What Is a Trading Journal?
A trading journal is a structured record of every trade you make — including the entry price, exit price, position size, the reasoning behind the trade, and the outcome. Think of it as a logbook for your trading decisions.
At its most basic, a trading journal can be a spreadsheet. At its most powerful, it's an analytics platform that reveals patterns in your behaviour, shows you which setups actually work, and tracks your psychological state alongside your profit and loss.
What Should You Track in a Trading Journal?
A good trading journal captures more than just numbers. Here's what every entry should include:
- Date and time — when you entered and exited the trade
- Instrument — the asset you traded (forex pair, stock, futures contract, etc.)
- Direction — long or short
- Entry and exit price — your exact fill prices
- Position size and lot size — how much you risked
- Stop loss and take profit — your planned risk/reward
- Actual profit or loss — in both currency and percentage
- Trade rationale — why you took the trade
- Emotional state — were you calm, anxious, revenge trading?
- Lessons learned — what would you do differently?
Why Does a Trading Journal Matter?
Most traders lose money not because they lack knowledge, but because they repeat the same mistakes. A trading journal makes those mistakes visible.
Without a journal, you rely on memory — and memory is unreliable. You'll remember your winners and forget the losing trades that followed a clear pattern. A journal forces honest accounting.

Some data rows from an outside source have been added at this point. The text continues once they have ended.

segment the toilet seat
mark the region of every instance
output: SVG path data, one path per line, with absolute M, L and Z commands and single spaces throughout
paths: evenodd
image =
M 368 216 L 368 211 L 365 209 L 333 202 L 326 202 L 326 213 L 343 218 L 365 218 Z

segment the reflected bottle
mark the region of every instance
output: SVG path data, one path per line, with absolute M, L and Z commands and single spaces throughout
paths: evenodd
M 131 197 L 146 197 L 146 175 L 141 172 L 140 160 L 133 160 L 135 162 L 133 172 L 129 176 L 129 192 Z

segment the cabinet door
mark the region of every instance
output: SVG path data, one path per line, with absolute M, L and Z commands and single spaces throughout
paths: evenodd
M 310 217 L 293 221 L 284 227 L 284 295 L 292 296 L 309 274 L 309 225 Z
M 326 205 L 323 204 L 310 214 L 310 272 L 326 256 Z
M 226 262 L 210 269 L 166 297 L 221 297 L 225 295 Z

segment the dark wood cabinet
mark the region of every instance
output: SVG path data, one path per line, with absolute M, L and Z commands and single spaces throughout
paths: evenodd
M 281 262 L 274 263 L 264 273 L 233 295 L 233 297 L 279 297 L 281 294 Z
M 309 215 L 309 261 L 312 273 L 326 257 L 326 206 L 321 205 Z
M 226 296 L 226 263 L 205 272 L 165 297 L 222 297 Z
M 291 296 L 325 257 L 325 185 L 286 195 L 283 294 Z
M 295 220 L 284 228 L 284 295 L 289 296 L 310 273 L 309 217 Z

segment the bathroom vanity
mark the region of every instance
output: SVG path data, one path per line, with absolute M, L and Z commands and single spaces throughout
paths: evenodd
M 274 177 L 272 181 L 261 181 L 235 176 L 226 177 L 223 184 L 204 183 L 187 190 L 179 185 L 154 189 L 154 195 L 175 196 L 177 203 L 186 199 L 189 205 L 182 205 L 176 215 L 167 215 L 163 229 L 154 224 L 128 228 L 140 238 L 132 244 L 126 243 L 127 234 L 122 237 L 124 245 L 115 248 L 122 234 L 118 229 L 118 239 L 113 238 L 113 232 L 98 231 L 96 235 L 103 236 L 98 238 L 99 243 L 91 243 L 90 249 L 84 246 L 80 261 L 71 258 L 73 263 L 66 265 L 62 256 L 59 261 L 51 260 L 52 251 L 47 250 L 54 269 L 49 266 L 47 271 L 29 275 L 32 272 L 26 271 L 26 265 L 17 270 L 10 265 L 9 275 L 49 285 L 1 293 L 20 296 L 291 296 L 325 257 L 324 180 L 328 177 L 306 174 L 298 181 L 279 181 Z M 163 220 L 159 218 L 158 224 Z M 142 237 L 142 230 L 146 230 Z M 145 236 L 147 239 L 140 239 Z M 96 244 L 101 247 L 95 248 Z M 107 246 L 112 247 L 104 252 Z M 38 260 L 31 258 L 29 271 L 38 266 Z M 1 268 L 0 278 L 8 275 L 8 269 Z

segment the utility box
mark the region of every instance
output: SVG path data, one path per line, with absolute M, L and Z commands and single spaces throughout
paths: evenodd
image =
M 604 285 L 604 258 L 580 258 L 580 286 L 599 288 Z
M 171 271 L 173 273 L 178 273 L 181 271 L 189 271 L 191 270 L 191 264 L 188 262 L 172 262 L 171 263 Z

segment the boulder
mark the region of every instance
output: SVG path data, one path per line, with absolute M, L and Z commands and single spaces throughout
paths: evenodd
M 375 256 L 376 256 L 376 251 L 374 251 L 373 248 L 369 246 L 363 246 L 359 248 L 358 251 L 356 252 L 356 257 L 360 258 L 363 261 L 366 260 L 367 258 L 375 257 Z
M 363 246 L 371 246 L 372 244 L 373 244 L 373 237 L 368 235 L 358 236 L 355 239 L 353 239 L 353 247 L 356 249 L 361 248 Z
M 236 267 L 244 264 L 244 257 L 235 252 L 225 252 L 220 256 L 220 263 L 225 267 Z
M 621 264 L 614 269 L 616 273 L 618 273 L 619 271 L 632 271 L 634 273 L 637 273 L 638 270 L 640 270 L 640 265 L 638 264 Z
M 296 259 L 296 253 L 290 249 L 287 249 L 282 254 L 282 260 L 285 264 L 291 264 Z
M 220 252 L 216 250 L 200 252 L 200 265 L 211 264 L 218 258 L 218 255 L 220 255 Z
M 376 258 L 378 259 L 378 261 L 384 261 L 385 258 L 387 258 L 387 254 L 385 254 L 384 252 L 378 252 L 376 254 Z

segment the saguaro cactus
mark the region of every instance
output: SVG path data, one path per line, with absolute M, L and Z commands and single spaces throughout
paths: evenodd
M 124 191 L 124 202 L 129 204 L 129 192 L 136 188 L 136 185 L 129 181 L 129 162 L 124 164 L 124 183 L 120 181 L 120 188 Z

With consistent journaling, you will start to notice things like:
- You perform significantly worse on Fridays
- Your best trades come in the first two hours of the session
- You always cut winners too early but let losers run
- One specific setup has a positive expectancy — the rest don't
These insights are invisible without data. A trading journal creates that data.
The Psychological Edge
Trading is as much a mental game as it is a technical one. Documenting your emotional state alongside your trades creates a link between psychology and performance that most traders never analyse.
Over time you may discover that your win rate drops significantly when you trade after a losing streak, or that your best performance happens on days when you note feeling "calm and focused." This is actionable intelligence.
How to Start a Trading Journal
Starting is simple. After every trade, record the key data points listed above. Don't skip trades — consistency is what makes the journal valuable. A journal with 20 trades carefully logged is worth more than one with 200 trades missing half the fields.
Review your journal weekly. Look for patterns. Ask yourself: what did my winning trades have in common? What did my losing trades have in common?
If you want to remove the friction of manual logging and get automatic statistics, charts, and insights, Bull & Bear does all of this for you — including importing trades directly from cTrader and MetaTrader.
Summary
A trading journal is not optional for serious traders. It is the difference between guessing and knowing. It turns vague feelings about your performance into hard data — and hard data is what drives improvement.
Start today. Log your next trade. Review it honestly. Repeat.